PARIS / AP
The girl, speaking in the lilting accent of southern France, appeared in government ads describing how she was recruited by IS extremists during her quest for religion, then encouraged to quit school and go to Syria, and finally to plot a suicide attack against a synagogue at home.
“I have a hard time even admitting now that I was indoctrinated,” she says to the camera in the ad before breaking down, describing how she tried to recruit others.
The teen, known as Lea, was meant to be the poster child of a nascent program in France aimed at de-radicalizing young people to stem their flow to Syria. But the extremist rehab didn’t work. Six times she reconnected with the extremists, and six times she called her counselor in tears to apologize.
The seventh time, late in 2015, landed her in jail.

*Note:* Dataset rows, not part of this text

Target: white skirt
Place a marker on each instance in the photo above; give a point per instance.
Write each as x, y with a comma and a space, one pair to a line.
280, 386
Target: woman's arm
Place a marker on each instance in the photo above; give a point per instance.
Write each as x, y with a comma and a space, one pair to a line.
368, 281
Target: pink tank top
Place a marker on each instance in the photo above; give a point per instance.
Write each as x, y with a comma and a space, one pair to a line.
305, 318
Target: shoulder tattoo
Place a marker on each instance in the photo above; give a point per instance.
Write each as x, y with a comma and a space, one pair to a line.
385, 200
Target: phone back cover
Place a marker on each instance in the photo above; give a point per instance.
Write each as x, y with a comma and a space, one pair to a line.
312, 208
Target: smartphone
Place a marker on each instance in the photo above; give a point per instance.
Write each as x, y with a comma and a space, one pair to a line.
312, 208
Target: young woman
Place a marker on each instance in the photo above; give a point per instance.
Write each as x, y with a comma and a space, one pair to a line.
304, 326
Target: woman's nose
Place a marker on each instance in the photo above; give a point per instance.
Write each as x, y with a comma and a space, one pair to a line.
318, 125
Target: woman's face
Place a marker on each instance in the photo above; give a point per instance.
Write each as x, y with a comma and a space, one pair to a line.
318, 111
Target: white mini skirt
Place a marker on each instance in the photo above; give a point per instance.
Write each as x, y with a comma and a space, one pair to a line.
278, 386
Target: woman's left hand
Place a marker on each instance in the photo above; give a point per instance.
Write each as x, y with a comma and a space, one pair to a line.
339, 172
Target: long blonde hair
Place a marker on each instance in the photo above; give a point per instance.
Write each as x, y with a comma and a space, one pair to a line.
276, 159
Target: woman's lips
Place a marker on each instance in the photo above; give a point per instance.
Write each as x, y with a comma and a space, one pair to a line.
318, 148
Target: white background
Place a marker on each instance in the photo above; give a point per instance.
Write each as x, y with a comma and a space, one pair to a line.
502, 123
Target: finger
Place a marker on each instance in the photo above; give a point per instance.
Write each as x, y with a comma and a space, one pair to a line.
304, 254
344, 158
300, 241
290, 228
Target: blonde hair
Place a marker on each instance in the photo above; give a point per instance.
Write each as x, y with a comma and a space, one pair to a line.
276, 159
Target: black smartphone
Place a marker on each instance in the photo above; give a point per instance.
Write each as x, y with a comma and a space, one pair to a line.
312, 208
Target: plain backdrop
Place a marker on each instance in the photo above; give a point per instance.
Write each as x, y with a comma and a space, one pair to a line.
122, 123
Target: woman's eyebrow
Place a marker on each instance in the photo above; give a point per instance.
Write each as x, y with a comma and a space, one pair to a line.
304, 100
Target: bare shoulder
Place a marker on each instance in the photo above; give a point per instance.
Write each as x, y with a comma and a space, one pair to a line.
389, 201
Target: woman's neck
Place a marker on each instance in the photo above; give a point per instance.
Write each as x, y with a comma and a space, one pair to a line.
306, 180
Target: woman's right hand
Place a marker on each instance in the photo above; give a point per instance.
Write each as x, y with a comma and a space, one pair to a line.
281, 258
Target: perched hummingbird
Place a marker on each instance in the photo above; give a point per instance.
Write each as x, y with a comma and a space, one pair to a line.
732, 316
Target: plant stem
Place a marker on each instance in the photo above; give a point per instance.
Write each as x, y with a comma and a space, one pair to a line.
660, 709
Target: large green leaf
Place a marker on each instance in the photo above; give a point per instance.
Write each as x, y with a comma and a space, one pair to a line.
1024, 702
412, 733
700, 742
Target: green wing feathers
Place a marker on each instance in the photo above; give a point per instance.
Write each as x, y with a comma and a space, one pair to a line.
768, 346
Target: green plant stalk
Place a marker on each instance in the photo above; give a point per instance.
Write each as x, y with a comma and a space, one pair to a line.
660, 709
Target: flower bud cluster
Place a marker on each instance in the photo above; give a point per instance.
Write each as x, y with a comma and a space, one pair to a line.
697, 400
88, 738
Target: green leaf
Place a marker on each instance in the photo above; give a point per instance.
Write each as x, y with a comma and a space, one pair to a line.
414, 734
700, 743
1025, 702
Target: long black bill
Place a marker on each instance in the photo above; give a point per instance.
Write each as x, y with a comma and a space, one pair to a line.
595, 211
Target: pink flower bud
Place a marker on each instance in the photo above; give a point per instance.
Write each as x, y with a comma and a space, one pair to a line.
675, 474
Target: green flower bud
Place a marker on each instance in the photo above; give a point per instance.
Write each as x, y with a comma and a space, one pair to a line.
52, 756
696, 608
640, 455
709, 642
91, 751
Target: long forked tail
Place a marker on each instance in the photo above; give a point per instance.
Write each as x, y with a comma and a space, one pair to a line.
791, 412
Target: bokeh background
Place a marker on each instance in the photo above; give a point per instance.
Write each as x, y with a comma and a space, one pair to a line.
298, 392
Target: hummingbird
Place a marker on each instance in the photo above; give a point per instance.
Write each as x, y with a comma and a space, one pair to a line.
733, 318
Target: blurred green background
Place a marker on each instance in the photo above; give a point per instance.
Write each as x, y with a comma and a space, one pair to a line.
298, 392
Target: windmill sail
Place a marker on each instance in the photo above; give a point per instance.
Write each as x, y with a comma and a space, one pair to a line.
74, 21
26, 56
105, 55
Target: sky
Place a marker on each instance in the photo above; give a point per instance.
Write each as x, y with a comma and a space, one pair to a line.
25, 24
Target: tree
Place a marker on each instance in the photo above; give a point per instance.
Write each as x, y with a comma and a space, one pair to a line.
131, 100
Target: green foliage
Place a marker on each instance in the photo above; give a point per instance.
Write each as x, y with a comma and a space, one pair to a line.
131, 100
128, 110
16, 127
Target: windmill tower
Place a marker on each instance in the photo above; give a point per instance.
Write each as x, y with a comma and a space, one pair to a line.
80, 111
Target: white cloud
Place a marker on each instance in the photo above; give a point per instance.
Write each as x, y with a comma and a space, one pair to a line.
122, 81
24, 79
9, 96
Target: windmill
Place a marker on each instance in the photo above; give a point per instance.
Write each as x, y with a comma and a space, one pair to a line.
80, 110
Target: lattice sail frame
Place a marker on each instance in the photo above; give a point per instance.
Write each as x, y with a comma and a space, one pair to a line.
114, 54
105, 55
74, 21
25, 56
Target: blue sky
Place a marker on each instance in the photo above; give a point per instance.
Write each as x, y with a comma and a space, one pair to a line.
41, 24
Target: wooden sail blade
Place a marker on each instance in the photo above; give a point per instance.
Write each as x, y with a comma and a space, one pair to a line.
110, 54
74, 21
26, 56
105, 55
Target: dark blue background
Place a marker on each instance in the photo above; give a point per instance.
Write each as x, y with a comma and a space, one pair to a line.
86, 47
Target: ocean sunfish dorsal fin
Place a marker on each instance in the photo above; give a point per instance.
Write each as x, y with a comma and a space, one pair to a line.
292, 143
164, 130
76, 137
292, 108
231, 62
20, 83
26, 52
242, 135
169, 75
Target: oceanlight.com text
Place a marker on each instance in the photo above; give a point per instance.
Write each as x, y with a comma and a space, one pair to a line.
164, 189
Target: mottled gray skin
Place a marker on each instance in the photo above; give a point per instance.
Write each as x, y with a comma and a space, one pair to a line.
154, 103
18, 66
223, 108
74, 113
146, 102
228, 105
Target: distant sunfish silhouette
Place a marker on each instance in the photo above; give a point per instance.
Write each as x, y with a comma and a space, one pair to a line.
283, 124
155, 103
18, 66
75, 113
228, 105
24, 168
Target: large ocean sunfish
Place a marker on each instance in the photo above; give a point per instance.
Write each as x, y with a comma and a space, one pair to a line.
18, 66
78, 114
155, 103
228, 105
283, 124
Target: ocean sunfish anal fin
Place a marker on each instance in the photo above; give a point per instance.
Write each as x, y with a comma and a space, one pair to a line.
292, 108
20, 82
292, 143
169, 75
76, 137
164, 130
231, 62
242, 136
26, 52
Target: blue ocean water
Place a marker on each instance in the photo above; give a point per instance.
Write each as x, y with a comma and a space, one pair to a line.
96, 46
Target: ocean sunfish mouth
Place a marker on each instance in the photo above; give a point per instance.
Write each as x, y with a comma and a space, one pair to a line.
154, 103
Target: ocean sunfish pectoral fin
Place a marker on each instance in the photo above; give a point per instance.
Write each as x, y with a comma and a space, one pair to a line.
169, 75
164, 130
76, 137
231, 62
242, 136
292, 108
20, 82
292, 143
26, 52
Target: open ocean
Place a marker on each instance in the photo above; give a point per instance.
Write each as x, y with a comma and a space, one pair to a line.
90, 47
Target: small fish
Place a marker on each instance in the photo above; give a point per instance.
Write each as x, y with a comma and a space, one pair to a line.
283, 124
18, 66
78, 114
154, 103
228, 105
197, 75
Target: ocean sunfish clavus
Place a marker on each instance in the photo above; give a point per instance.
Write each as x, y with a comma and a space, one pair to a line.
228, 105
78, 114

France’s effort is one of many around the world trying to break the hold Muslim radicals have on their recruits by figuring out what drew them to the groups in the first place. The United States has launched its first formal effort in Minnesota, on the orders of a federal judge. But it’s not clear how effective the programs can be in the long term. France alone has nearly 2,000 people like Lea — about 600 who have left for Syria, but far more who are involved in jihadi networks at home.
Across Europe, an estimated 5,000 people have joined extremist fighters in Syria, and about a third of them have returned. Most, experts and government officials say, will cause no harm.
Dounia Bouzar, who runs France’s extremist rehab program, works with more than 1,000 young people flagged as potential extremists. Lea’s story, she said, is more the rule than the exception. IS and Al Qaida extremists don’t break off contact just because someone is caught — and the young people themselves have a hard time pulling away from what she described as their “online tribe.”
“A young person who reconnects, that’s normal,” she said. ” On Monday, they come to bear witness and save others. On Wednesday, they denounce someone who wants to leave and say, ‘save him.’ And Friday, they re-connect and threaten your life.”
There is no reasoning with someone in the thrall of a extremist group, those who run the program say, so the recruits have to experience tangible doubts about the extremist promises they once believed. Bouzar said that can mean countering a message of anti-materialism by showing them the videos of fighters lounging in fancy villas or sporting watches with an IS logo. Or finding someone who has returned from Syria to explain that instead of offering humanitarian aid, the extremists are taking over entire villages, sometimes lacing them with explosives.
Only once doubts are seeded can young would-be extremists themselves reason their way back to their former selves, she said.